Approaching Samhain, Winter, and the North 2025
It’s been nearly a year since I wrote my last blog, but that’s because it’s been a year of huge change and upheaval as we prepared to relocate from Somerset back to North Yorkshire, the place of my childhood. This will be shorter than usual as we are still in the process of moving and waiting for completion.
As Samhain draws near, I feel the familiar weight of the year turning. The light retracts, the earth exhales, and the world begins its long descent into stillness. For many, this season is simply a prelude to Christmas; a time of dark evenings and fallen leaves. But for me, as someone who lives by the medicine of the Four Directions, Samhain marks a passage - the threshold into the North.
In the Irish wheel cosmology I work with, the North is the realm of winter, of death and rebirth, of inner reckoning and raw truth. It is the place of battle, not the outward clash of armies, but the inward confrontation with our own shadows, fears, griefs, and unhealed parts that wait patiently for the quiet to surface. The North does not tolerate our pretences, rather, it strips us bare, demanding honesty; and though its medicine can be harsh, it is also profoundly cleansing.
This year, that northern call has manifested not only spiritually, but physically. My relocation to North Yorkshire has felt like a pilgrimage into the North itself; a journey into both landscape and psyche. The land here is wilder, older, more unyielding. It has a kind of austere beauty in winter that reminds me daily that belonging is earned through relationship, not assumed through arrival. The move isn’t easy. There have been many challenges, delays, and those intense moments of doubt where I’ve wondered whether the spirits were testing my resolve or simply redirecting me elsewhere. Yet, even in the frustration, I sense the purpose. The North often teaches through resistance. It hardens us, yes, but only so that we might endure what must come next. In its way, it is a forge that strips, tempers, and reshapes us into something truer.
As Samhain and the dark half of the year approaches, I can feel that same forging energy working through my life. The ‘thinning of the veil’ is more than a poetic notion; for me, it is a felt reality and an invitation to listen deeper, to honour the ancestors, and to face what has died within and around us over the past year. This is the time to lay old versions of ourselves to rest, to compost the remnants of what no longer serves, and to make ready the fertile dark where new life will one day take root.

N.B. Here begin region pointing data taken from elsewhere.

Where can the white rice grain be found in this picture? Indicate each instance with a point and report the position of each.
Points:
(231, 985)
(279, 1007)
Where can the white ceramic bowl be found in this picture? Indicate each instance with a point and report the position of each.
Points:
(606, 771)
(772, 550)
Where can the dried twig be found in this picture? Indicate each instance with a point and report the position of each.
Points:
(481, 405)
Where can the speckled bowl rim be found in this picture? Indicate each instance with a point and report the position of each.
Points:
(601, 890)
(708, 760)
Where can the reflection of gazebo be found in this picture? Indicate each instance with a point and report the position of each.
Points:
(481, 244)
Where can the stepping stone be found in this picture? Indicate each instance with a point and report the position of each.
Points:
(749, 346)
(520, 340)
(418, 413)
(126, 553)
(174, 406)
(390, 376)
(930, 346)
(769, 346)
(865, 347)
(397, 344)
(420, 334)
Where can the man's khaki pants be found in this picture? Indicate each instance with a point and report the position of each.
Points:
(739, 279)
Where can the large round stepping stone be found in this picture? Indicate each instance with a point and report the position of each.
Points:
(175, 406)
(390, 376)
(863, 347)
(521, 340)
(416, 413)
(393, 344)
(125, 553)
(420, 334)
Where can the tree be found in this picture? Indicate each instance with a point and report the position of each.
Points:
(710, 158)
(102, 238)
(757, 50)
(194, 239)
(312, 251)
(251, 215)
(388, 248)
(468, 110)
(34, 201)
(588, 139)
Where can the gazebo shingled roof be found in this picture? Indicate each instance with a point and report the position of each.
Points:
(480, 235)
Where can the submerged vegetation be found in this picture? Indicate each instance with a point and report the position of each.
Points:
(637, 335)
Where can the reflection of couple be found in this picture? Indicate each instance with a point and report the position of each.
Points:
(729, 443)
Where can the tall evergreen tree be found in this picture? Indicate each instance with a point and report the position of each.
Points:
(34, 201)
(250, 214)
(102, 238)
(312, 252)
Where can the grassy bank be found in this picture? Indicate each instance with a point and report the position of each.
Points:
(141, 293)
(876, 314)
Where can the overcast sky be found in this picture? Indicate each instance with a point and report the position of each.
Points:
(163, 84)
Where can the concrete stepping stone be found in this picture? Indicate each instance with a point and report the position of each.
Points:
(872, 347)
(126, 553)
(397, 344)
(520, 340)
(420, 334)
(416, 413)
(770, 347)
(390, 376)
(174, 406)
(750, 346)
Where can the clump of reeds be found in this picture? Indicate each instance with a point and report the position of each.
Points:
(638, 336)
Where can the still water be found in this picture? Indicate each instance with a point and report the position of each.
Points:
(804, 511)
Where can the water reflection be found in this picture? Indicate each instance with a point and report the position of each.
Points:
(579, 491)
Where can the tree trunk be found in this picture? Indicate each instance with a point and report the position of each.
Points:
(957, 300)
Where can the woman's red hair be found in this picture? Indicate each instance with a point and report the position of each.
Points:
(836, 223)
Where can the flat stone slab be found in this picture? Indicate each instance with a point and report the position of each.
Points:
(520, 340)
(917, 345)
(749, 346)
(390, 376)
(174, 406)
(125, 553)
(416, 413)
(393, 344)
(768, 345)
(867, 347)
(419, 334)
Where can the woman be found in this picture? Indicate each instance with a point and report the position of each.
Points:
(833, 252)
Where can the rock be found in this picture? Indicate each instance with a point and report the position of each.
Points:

There’s also a strange relief in entering this season. The world’s small talk and surface busyness feel intolerable to me at this time of year, literally physically draining. My body craves quiet, depth, and meaning. The North demands that kind of honesty; it will not suffer the shallow or performative. It insists that we slow down, retreat inward, and let silence do its work. I suppose that’s what our relocation and my own turning toward winter are really about: alignment. My life, my land, and my inner cycle are all shifting into the same direction — Northward. There’s a deep comfort in that coherence, even amid the stress and hardship. The road here has been long, but I can feel the rightness of it. The synchronicities of the process have left me in no doubt that the spirits of this place are waiting, patient as stone, for me to arrive.
So, as Samhain approaches and the mists begin to gather, I welcome the North in, with all its chill and challenge, its wisdom and renewal. I enter this season not as something to survive, but as a teacher to walk beside. For in the North, every death holds the seed of a new beginning.